We're used to things changing decade by decade, but this has not been the usual pattern in human history. Indeed after the Fall of Rome things went downhill for a thousand years give or take. Talk about a slump.

It wasn't until the 1700s that people began to realize that the technology of the Roman Era had been surpassed in most of Europe.

It wasn't until the 1880s when the phrase "Industrial Revolution" began to catch on to describe what was happening in Western Civilization.



Eiffel Tower

Location: Paris, France

Year completed: 1889

Height: 984 feet to the top of the uppermost observation deck, 1,063 feet to the top of the antenna.

Claim to fame: Built to commemorate the Centennial of the French Revolution and to serve as the ceremonial entrance to the World's Fair held in Paris in 1889. The tower is actually designed to be easily disassembled because it was meant to be temporary. Indeed, there were calls several times after the Exposition of 1889 to tear "the monstrosity" down. In 1902 the tower was struck by lightning (see above), causing the lights and elevator to short out. To prevent damage from lightning from harming the tower, the upper 300 feet were almost completely rebuilt.

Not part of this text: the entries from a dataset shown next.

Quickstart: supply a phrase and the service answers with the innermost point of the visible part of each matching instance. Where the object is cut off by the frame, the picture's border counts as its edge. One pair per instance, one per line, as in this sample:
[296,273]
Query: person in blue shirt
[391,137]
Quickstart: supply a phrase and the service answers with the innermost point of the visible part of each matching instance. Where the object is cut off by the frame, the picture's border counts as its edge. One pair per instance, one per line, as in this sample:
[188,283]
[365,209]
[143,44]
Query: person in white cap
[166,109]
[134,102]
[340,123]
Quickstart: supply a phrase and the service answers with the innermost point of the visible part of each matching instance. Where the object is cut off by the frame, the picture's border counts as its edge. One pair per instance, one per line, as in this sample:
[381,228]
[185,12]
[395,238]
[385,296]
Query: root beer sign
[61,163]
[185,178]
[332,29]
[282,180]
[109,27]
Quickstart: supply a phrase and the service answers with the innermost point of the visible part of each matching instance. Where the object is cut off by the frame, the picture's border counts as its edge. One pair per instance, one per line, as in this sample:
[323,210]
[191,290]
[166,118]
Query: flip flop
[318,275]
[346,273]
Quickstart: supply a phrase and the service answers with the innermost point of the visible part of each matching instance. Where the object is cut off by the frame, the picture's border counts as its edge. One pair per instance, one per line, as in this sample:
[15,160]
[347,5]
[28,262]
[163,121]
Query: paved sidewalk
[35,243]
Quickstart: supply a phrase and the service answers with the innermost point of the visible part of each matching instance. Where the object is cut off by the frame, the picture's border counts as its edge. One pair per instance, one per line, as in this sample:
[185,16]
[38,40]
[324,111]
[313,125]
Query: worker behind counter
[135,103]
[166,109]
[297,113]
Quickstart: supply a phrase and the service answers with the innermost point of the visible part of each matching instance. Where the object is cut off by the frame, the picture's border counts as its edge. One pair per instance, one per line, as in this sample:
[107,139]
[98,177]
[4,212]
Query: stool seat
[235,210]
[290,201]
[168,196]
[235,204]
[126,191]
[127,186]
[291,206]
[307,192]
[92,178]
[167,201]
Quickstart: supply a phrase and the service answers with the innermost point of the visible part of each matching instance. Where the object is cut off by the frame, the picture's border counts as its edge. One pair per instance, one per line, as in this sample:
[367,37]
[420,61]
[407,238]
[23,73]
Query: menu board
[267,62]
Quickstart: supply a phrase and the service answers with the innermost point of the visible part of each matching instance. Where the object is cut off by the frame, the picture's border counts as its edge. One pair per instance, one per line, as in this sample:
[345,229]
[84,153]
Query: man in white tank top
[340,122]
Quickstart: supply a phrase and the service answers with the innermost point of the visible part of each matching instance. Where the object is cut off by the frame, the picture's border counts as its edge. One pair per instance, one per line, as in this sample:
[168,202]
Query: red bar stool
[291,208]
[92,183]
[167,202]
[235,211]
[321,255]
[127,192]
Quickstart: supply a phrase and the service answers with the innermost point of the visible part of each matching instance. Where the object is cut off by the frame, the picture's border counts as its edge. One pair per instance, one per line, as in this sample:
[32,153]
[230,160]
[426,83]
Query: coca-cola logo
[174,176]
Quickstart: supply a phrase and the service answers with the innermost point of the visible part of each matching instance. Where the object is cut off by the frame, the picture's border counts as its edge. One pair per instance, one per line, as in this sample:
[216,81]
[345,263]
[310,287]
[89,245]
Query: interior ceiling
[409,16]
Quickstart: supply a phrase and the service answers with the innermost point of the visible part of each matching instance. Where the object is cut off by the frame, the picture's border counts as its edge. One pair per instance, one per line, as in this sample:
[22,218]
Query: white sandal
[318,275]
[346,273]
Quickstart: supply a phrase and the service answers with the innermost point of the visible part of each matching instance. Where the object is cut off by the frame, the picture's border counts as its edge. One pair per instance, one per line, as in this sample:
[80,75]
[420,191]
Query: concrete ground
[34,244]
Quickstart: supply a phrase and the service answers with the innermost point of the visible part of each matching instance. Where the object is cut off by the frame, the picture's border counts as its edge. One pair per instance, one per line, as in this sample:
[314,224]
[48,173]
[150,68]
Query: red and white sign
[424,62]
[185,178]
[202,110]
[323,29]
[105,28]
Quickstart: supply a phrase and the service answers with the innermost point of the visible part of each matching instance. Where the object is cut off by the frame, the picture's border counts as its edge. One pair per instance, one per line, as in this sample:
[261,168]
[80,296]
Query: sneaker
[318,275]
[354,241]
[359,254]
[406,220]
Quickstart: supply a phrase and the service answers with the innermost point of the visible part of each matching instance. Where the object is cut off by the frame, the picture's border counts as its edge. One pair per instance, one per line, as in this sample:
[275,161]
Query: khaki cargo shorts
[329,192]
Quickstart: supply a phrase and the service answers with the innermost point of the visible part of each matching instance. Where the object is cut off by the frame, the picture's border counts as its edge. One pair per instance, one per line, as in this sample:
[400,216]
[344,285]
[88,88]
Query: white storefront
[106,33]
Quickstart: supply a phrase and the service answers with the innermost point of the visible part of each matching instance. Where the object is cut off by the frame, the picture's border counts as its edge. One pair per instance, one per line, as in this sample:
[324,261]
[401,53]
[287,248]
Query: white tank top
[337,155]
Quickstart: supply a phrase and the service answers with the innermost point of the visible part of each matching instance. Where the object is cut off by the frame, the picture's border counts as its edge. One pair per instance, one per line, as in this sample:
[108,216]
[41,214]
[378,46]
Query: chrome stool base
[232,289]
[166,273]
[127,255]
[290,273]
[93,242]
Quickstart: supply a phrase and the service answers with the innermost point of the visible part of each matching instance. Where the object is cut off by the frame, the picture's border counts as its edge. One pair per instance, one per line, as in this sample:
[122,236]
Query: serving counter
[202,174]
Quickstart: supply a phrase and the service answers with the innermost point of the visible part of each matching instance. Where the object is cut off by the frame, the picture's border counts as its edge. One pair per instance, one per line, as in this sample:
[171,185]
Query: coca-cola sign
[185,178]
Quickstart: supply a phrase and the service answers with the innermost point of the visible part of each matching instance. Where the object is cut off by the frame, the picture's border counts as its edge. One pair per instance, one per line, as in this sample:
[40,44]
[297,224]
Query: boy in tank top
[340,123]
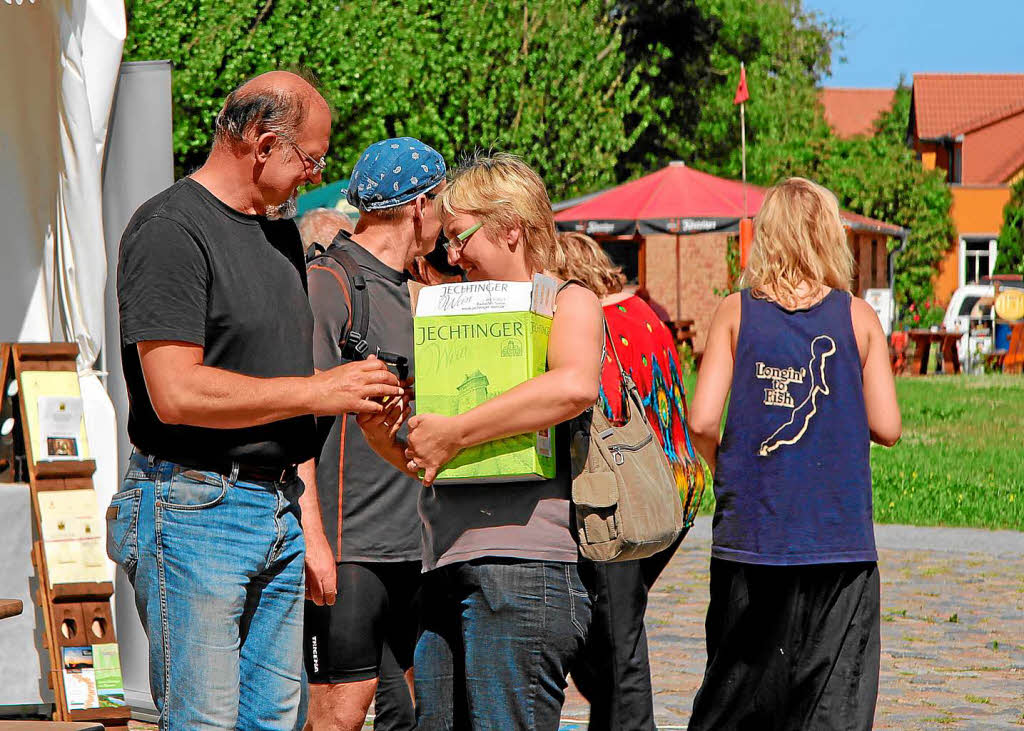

Novelist Guy de Maupassant hated the tower with a passion. It is said that he often ate at a restaurant on the first deck, because it was the one place in Paris he didn't have to look at the thing.

Status: Over the objections of many Parisians, designer Gustave Eiffel received a permit for the tower to stand for 20 years, afterwhich it was expected to be dismantled (that would be in 1909). However, by then the tower had become the most popular tourist attraction in Paris and was also serving as an excellent place to instal radio transmitters and big electric advertisements for products such as Citroen cars! The City of Paris voted to leave the tower up.

When Hitler visited Paris after the Nazi occupation, he was unable to go up the tower because the elevator had been sabotaged and he didn't feel like walking up all those stairs. Hitler also ordered the tower destroyed in 1944 as the German Army retreated from Paris. The Nazi commander in Paris didn't have the heart to do this, and disobeyed.

At the time of its construction, no structure ever built had used so much structural iron, and nobody has built a taller iron structure since (the perfection of steel girders pretty much doomed iron in buildings anyway).

The Eiffel Tower dwarfed all other structures of the day (see below) and would remain the tallest structure in the world for 41 years. But it isn't about height is it? The Eiffel tower is also rather strikingly beautiful in its industrial minimalism.